The Munich Security Conference is the premier gathering of leaders and decision-makers from around the world brought together to address contemporary security issues and threats to global stability. Like the past several conferences, this one is being held in a period of creeping power transition with the growth of China's military might, and against the backdrop of strained relations between Russia and the West, especially the United States. 
Direct talks between Russia and the United States began as early as the 1970s and dramatically brought the two superpowers into bilateral arms control arrangements that culminated in the mid-1980s. One of the signature achievements of the Reagan-Gorbachev nuclear diplomacy was the Intermediate Range Nuclear Forces (INF) Treaty.
At that time, the number of nuclear weapons in the world had peaked at around 70,000. Over the next decade, arsenals were greatly reduced as were tensions between those two great superpowers. 
A technician checks out security cameras outside the hotel "Bayerischer Hof," the venue where the meetings of the 55th Munich Security Conference will take place in Munich, Germany, February 14, 2019. /VCG Photo.

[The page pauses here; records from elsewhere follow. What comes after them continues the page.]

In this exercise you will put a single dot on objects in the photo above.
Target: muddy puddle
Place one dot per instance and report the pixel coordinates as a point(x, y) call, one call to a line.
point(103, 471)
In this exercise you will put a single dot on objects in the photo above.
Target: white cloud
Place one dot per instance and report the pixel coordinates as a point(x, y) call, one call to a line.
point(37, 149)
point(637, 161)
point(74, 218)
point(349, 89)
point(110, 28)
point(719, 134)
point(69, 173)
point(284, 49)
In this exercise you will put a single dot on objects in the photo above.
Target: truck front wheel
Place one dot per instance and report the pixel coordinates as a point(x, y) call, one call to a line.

A technician checks out security cameras outside the hotel "Bayerischer Hof," the venue where the meetings of the 55th Munich Security Conference will take place in Munich, Germany, February 14, 2019. /VCG Photo.

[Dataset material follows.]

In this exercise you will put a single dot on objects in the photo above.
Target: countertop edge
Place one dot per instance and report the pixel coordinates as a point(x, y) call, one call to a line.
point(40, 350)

However, major powers are resuming their desire to build the world's most dangerous weapons and the past two decades have witnessed the unraveling of several of these key accomplishments. The web of multilateral efforts to lessen mutual insecurity is commensurately imperiled. The most recent collapsing piece of the security architecture is the INF accord.
Why do we find ourselves back in the same predicament with growing anxiety globally about the pathway we are on? One factor is technological change and its impact on strategic thinking and the logic of the security dilemma; another is the current priorities of great powers and the related mistrust between those actors. 
American investment in a missile defense shield, aka theater missile defense, was a game changer. The American security umbrella grew more firm as the technology began to come online in the early 2000s and was deployed first to Eastern Europe before its expansion and adjustment elsewhere in highly contested hot zones like the Korean Peninsula.
Munich Security Conference (MSC) Chairman Wolfgang Ischinger presents the Munich Security Report for 2019 in Berlin, Germany, February 11, 2019. /VCG Photo.

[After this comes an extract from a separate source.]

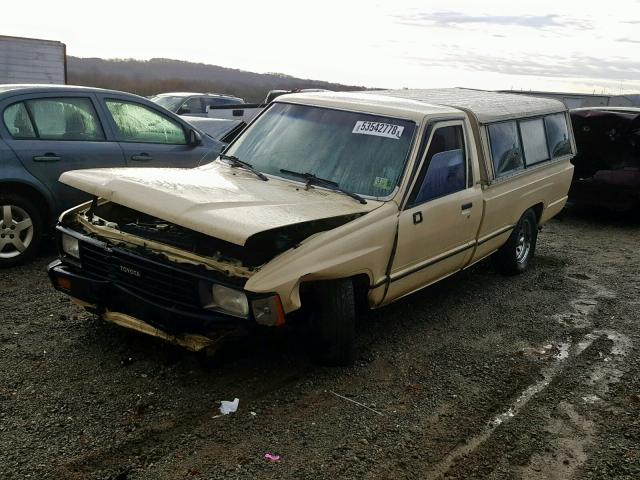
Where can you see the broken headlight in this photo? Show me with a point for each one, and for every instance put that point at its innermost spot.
(70, 246)
(226, 300)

Munich Security Conference (MSC) Chairman Wolfgang Ischinger presents the Munich Security Report for 2019 in Berlin, Germany, February 11, 2019. /VCG Photo.

This detrimentally impacted Russian and Chinese first strike capabilities in an imagined nuclear exchange, fostering insecurity. As part of this process, George W. Bush withdrew from the Anti-Ballistic Missile (ABM) Treaty in 2002 and now in 2019 Donald Trump has left the INF Treaty.
A police car sits outside the hotel "Bayerischer Hof," the venue where the meetings of the 55th Munich Security Conference will take place in Munich, Germany, February 14, 2019. ‍/VCG Photo.

A police car sits outside the hotel "Bayerischer Hof," the venue where the meetings of the 55th Munich Security Conference will take place in Munich, Germany, February 14, 2019. ‍/VCG Photo.

These decisions have accelerated Russian investment in counter-measures and advanced offensive weaponry such as its new ground-launched cruise missiles. Despite the unexplained cordial relations between Trump and President Vladimir Putin, a new arms race is accelerating the demise of Russo-American ties.
Groups like the International Campaign to Abolish Nuclear Weapons represent a widespread effort to seek nuclear disarmament, and both ex-Soviet president Mikhail Gorbachev and former Reagan era secretary of state George Schultz lament the collapsing commitment in Russia and the United States to maintain hard-won treaty obligations to reduce nuclear weapons.
Yet no one should expect to save the INF Treaty. Putin and Trump are not attending. From afar, Putin perceives Russia's vulnerability to American assertiveness bolstered by its expanding missile shield.
All of Trump's foreign policy team has been replaced in the past year, and Vice President Pence arrives with an interim defense secretary. Moreover, President Trump's personal fascination with expanding nuclear weapons and his transformed national security team led by John Bolton and Mike Pompeo are only too willing to take advantage of this emphasis and ratchet up pressure on Russia and China through a major arms buildup. 
Likewise, Yang Jiechi is in attendance to represent China, but not President Xi, thus none of the three major figures of the great powers is there to initiate confidence-building measures. Without the realist emphasis on strategic deterrence or liberal hopes of engagement, the current military asymmetry is encouraging aggressive policies in both Russia and the United States.